To be honest, I’ve lost track of the number of times this has happened in my career and when interacting with clients. The vast majority of the time it’s finding out that the performance difference between a simple heuristics-based SQL query (case statements) and a state-of-the-art reinforcement learning approach is so miniscule that it doesn’t make sense to continue with anything but the rules engine.

This isn’t to say that I write SQL to solve all of my problems (although I test it out!), but the idea that a far too complicated solution gets built (or attempted to be built, wasting months of effort and time) when a simpler and more direct solution would have been nearly identically effective is one of the more common themes I see in industry.

I used to be very guilty of this and have a litany of projects that I’ve done in the past that are almost seemingly intentionally obfuscated in their complexity. I use these failures as cautionary tales to teams that I work with now (or peers of mine who are defaulting to a path of complexity for their projects with customers) so that they can avoid that trap.

Think of people who are able to apply ML effectively–what skills or traits do you think contributed to that?

The people that are “great” at ML, as opposed to those that are “good” or “sufficient” are those that pursue simplicity in their solution, communicate well with the business and their peers, and are humble about their knowledge. There is simply far too much to know and learn in this profession to “know it all” in even 10 lifetimes. Being able to work with people, learn from them, and include their thoughts and viewpoints in your work will only make solutions better.

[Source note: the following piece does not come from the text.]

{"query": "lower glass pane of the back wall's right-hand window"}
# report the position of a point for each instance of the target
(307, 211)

Do you have any lessons or advice about applying ML that's especially helpful? Anything that you didn't learn at school or via a book (i.e., only at work)?

Communicate by listening, find people that push you to grow in your field (and share your knowledge with them), and avoid the hype. The vast majority of the things that I’ve learned about building ML projects that work were all learned by screwing things up and having to learn it the hard way. It’s one of the reasons why I wrote a book about this topic, actually, since it’s a book that I really wish I could have read about 12 years ago when I was getting started in this field.

How do you learn continuously? What are some resources or role models that you've learned from?

I learn new ML techniques by talking through problems with peers. Finding like-minded individuals who are passionate about solving difficult and complex issues in the simplest way possible helps me to always be learning new things. I’d recommend finding a community (or make one at your company!) of people who are hungry to learn. I’ve found success in pairing up with software developers on projects, working with data engineers on clever ways that they manipulate data at scale, and bouncing ideas off of architects throughout my career to help broaden my skills and horizons.